Friday, 13 May 2016

Nobody move or house prices and share prices get it!

Today's scaremongering from the FT, via MBK (as usual):

A vote by the UK to leave the European Union risked triggering “sharp drops in equity and house prices, the head of the International Monetary Fund has warned in a damning assessment of the effects of Brexit.

Christine Lagarde, IMF chief, warned the consequences of Brexit ranged from “pretty bad to very, very bad”, precipitating a protracted period of heightened uncertainty, financial market volatility and a hit to economy.


Appealing to the Home-Owner-Ists is always a good strategy, but actually those are the two least important variables in the economy, they are just a measurement of other much more fundamental things, they are a symptom and not a cause.
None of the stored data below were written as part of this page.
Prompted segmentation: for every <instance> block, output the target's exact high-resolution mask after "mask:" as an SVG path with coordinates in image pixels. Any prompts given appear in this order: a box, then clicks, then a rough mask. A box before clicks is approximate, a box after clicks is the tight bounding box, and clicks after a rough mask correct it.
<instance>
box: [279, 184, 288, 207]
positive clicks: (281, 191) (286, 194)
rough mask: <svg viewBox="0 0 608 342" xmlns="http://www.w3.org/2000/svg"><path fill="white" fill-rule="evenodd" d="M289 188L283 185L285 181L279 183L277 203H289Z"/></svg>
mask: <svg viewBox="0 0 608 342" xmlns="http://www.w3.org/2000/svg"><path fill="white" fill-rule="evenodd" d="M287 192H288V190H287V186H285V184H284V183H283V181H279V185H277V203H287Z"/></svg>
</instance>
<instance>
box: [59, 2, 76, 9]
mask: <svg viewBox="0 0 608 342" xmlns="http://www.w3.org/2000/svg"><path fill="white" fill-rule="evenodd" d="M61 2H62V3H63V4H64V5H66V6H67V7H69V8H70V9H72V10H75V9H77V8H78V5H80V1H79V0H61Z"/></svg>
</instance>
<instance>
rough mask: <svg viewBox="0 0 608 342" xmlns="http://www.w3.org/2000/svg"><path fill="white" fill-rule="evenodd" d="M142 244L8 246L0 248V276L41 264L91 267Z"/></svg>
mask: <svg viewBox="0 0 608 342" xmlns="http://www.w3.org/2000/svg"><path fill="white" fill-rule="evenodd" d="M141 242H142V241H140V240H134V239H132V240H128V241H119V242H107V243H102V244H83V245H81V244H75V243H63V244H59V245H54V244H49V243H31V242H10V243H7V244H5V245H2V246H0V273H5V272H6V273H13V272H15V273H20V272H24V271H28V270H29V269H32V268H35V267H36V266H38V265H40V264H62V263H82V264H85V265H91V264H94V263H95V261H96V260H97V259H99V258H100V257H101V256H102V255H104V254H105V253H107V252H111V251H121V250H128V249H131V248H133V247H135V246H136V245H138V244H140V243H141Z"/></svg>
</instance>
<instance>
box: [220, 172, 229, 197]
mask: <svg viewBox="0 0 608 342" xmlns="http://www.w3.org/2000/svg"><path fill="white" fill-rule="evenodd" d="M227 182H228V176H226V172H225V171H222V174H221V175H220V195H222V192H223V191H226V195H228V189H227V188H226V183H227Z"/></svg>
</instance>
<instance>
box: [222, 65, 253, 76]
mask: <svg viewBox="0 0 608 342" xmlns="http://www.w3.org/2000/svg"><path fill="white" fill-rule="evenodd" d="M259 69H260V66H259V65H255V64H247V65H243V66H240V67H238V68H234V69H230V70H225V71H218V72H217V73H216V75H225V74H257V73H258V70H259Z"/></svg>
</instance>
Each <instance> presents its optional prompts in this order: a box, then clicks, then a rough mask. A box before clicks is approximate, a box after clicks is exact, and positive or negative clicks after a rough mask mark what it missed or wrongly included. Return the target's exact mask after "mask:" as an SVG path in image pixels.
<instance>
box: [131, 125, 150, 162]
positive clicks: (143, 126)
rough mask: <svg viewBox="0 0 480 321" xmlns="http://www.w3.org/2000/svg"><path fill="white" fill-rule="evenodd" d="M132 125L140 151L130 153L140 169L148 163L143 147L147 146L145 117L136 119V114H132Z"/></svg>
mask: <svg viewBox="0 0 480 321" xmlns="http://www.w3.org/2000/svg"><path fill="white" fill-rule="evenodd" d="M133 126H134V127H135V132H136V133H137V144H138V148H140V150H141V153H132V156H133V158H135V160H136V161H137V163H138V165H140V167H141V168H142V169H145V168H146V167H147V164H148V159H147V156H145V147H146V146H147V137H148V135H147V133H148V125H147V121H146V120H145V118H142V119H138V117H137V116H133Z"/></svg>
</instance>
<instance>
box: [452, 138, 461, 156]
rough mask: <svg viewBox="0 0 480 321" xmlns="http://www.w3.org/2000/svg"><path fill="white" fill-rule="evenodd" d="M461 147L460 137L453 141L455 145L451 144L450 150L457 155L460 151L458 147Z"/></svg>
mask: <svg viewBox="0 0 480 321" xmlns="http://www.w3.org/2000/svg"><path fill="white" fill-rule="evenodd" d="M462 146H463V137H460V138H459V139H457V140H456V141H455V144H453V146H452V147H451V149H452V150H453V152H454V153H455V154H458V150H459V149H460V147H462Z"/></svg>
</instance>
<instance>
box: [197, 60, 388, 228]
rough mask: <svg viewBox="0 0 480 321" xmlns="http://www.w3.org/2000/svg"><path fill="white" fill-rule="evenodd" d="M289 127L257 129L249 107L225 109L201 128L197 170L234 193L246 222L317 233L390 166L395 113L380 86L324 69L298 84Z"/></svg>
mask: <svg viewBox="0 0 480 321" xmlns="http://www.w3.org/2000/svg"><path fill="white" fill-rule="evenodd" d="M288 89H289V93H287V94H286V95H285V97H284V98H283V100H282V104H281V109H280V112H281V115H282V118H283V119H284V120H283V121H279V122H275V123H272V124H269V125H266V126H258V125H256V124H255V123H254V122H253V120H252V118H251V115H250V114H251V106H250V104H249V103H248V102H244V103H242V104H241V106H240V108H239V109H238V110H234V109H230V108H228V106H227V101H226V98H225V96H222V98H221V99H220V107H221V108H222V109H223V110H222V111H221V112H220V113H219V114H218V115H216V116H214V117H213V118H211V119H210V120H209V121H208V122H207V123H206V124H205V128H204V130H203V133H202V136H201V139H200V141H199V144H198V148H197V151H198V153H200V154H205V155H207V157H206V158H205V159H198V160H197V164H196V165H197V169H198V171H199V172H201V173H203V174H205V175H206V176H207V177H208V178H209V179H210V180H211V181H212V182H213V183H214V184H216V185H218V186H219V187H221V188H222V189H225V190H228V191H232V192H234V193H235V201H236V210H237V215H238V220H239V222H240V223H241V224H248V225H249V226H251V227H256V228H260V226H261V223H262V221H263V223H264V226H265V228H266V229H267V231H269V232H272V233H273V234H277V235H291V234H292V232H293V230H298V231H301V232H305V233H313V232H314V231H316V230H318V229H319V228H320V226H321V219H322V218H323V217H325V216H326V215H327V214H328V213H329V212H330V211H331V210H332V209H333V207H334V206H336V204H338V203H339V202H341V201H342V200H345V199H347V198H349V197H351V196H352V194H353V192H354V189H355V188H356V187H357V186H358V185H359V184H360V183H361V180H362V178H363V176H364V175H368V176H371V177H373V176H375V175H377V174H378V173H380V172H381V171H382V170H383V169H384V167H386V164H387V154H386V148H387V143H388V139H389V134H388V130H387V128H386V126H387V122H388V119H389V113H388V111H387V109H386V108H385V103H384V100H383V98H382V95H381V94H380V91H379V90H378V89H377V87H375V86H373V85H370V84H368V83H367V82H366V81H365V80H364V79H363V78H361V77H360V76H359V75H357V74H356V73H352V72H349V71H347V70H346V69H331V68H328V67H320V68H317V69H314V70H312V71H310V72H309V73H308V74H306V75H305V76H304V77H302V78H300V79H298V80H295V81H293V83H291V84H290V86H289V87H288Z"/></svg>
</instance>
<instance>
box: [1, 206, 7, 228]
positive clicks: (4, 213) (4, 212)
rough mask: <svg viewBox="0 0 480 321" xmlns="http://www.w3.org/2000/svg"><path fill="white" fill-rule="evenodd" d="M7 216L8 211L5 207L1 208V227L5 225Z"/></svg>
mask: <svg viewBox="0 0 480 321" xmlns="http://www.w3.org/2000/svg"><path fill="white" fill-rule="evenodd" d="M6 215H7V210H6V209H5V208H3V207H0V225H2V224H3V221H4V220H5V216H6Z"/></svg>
So output, profits and employment matter - share prices do not.

Moreover, they are just transfers of wealth, if house or share prices fall, tomorrow's purchasers benefit by in £££ the same amount that today's owners have lost on paper.

4 comments:

Steven_L said...

Moreover, they are just transfers of wealth, if house or share prices fall, tomorrow's purchasers benefit by in £££ the same amount that today's owners have lost on paper.

I first saw their true colours in 2007 during the northern rock run, when faux libertarian the Rt Hon John Redwood announced on his 'blog his belief the government needed to act to support asset prices.

DBC Reed said...

A bad move from the former synchronised swimmer. If falling house prices were a promise not a threat,I would vote Brexit straight off. That and the restoration of Resale Price Maintenance is all it would take. So no chance, then.

paulc156 said...

Actually, a pretty impressive riposte to the IMF weighing in on Brexit came from Ambrose Evans Pritchard in the Torygraph.
http://www.telegraph.co.uk/business/2016/05/13/imf-meddling-on-brexit-is-scandalous-skulduggery/

James Higham said...

Just hope the public are also seeing all this for what it is.